Otomotiv sektöründe tüm kurallar değişiyor

Cumhurbaşkanı Recep Tayyip Erdoğan 4 Kasım'da Ford Otosan'ın Kocaeli Yeniköy'de yeniden tasarlanarak inşa edilen fabrikasının açılış töreninde şöyle konuşuyordu: "Otomotiv üretiminde dünya sıralamasında 5 yılda 15'inci sıradan 13'üncü sıraya yükselmiş olmamız doğru istikamette ilerlediğimizi gösteriyor. Amacımız, ülkemizi elektrikli araç ve batarya üretiminde dünyanın önde gelen oyuncularından biri haline getirmek..." Yeniköy fabrikasının yeniden inşası, Ford Otosan'ın otomotiv sanayisinin elektrikli dönüşümüne liderlik etme misyonuyla 2021'de açıkladığı ve Türk özel sektörünün bugüne kadarki en büyük yatırımı olan 2 milyar Euro'luk vizyon projesinin bir parçasını oluşturuyor. Cumhurbaşkanı Erdoğan konuşmasında bu yatırımın; Türkiye'deki otomotiv ekosisteminin rekabet gücünü artırarak, ihracat potansiyelini yükselteceğine dikkat çekerek, araç üretimindeki artışa bağlı olarak tedarikçilerin bölgeye taşınmasıyla yan sanayi sektöründe büyümeyi teşvik edeceğini ve yeni istihdam olanakları yaratacağını da vurguladı ve "Türkiye olarak Togg'un yola çıkışının tetiklediği ilgiyle hızla gelişen bir elektrikli araç piyasasına sahip olma yolunda ilerliyoruz" dedi.
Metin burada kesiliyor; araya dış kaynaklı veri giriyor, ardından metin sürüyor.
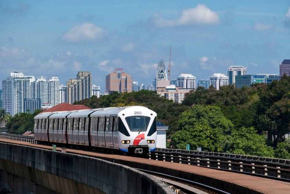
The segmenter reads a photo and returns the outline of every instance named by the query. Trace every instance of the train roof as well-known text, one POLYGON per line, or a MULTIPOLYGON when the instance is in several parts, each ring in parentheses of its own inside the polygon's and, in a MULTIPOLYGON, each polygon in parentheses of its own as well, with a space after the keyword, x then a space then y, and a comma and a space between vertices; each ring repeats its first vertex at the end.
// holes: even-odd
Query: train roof
POLYGON ((129 108, 141 108, 148 109, 147 107, 140 106, 132 106, 121 107, 102 108, 92 109, 79 110, 71 111, 59 111, 40 113, 34 118, 50 118, 86 117, 90 114, 90 117, 116 116, 118 114, 125 109, 129 108))

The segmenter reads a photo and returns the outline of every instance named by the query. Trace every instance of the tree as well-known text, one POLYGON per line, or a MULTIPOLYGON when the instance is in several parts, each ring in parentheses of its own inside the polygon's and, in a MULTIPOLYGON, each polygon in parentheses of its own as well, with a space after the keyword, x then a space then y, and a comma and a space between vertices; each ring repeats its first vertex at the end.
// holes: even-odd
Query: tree
POLYGON ((27 131, 33 131, 34 117, 42 110, 37 110, 32 114, 22 113, 12 117, 7 123, 7 132, 21 135, 27 131))
POLYGON ((5 109, 0 109, 0 122, 4 122, 8 121, 10 118, 10 114, 5 109))
POLYGON ((267 146, 264 136, 257 134, 253 127, 242 127, 231 132, 227 152, 237 154, 273 157, 274 150, 267 146))
POLYGON ((275 157, 278 158, 290 160, 290 140, 278 143, 275 150, 275 157))
POLYGON ((225 151, 233 127, 220 108, 210 105, 193 106, 180 115, 178 124, 180 130, 171 138, 174 147, 185 149, 189 144, 209 151, 225 151))

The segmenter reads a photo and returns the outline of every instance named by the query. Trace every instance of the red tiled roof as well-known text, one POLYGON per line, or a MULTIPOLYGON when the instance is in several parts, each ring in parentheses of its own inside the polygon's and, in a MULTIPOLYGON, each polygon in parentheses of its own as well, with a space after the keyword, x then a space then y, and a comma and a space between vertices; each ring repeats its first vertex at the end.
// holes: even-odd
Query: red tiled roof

Tüm bu yatırım ve destekler, bölgesinde hatta dünyada son derece güçlü olan Türk otomotiv sanayisinin küresel çapta yaşanan tarihi değişim dalgasında ilk sıralarda kalmasını sağlamak, ticarette aldığı payı artırmak için yapılıyor. Evet, otomotiv sektörü önemli bir eşiği geçmek için hazırlanıyor. 16'ncı yüzyılda buharla çalışan modellerle başlayan yolculuk 17'nci yüzyılda elektrikli otomobiller ile devam etmişti. 19'uncu yüzyılda içten yanmalı motorların icadı ve petrolün kullanılmaya başlamasıyla elektrikli otomobillerle kısa bir rekabet dönemi yaşanmış, seri üretim tekniklerinin devreye girmesiyle rekabeti içten yanmalı motorlar kazanmıştı... Ta ki iklim krizine karşı alınan önlemlerin Paris İklim Anlaşması ve sonrasında Avrupa Yeşil Mutabakatı ile dünya hükümetleri bazında kabul görerek hızla aksiyona geçilmesine kadar. Böylece Alman mühendis Karl Benz'in 1885'te benzinle çalışan içten yanmalı motora sahip ilk otomobili üretmesinden bugüne geçen 138 yıllık hakimiyet dönemi artık sonuna doğru yaklaştı.

Teknolojinin de devreye girmesiyle birlikte otomotiv sektöründeki stratejiler artık otonom araçlar, mobilite, akıllı cihazlar, pil ve hidrojen teknolojileri, siber güvenlik, veri transferi, bağlanabilirlik, sürdürülebilirlik ve yapay zeka gibi başlıklarda hazırlanıyor. Bu stratejilerin temelinde ise elektrikli, hibrit ve hidrojen yakıtlı araçlar bulunuyor. Dünya otomotiv sektörü 130 yıllık bilgilerinden arınarak yeni nesil otomobillerin kurallarını keşfediyor. Hemen her değişim rüzgarında olduğu gibi küresel otomotiv sektöründe de bu değişim aynı zamanda pek çok fırsatı ve riski de barındırıyor. Bilinen ve yıllardır uygulanan üretim ve satış stratejileri değişirken, buna uyum sağlayamayanlar büyük tehlike içinde. İşte tam da bu nedenle dünya devleri ellerini çabuk tutarak yeni pazarda yerlerini sağlamlaştırmak için büyük adımlar atıyor. Türkiye gibi otomotiv sanayisinde dünya çapında yeri olan ülkeler ise yeni kurallara uymak, rekabet avantajını kaçırmamak için kolları sıvamış durumda. Türkiye ilk yerli otomobilini 'yüzde 100 elektrikli' üreterek bu yarış içinde yer alacağını gösteren ülkelerden biri. Üstelik büyük çabalarla oluşturulan elektrikli otomobil ekosistemiyle de işin sanayi tarafında olduğu gibi teknoloji tarafında da oldukça aktif. Platin Dergisi olarak bu sayımızda otomotiv sektörünün hem dünyadaki hem de Türkiye'deki geleceğini araştırdık. İlerleyen sayfalarda okuyabileceğiniz gibi otomotiv sektörünün yeni dünyasında avantajlarımız kadar dezavantajlarımız da bulunuyor. Ancak işin önemli kısmı şu: Eli taşın altında olan herkes bu değişimin farkında ve şu anda harıl harıl çalışıyor.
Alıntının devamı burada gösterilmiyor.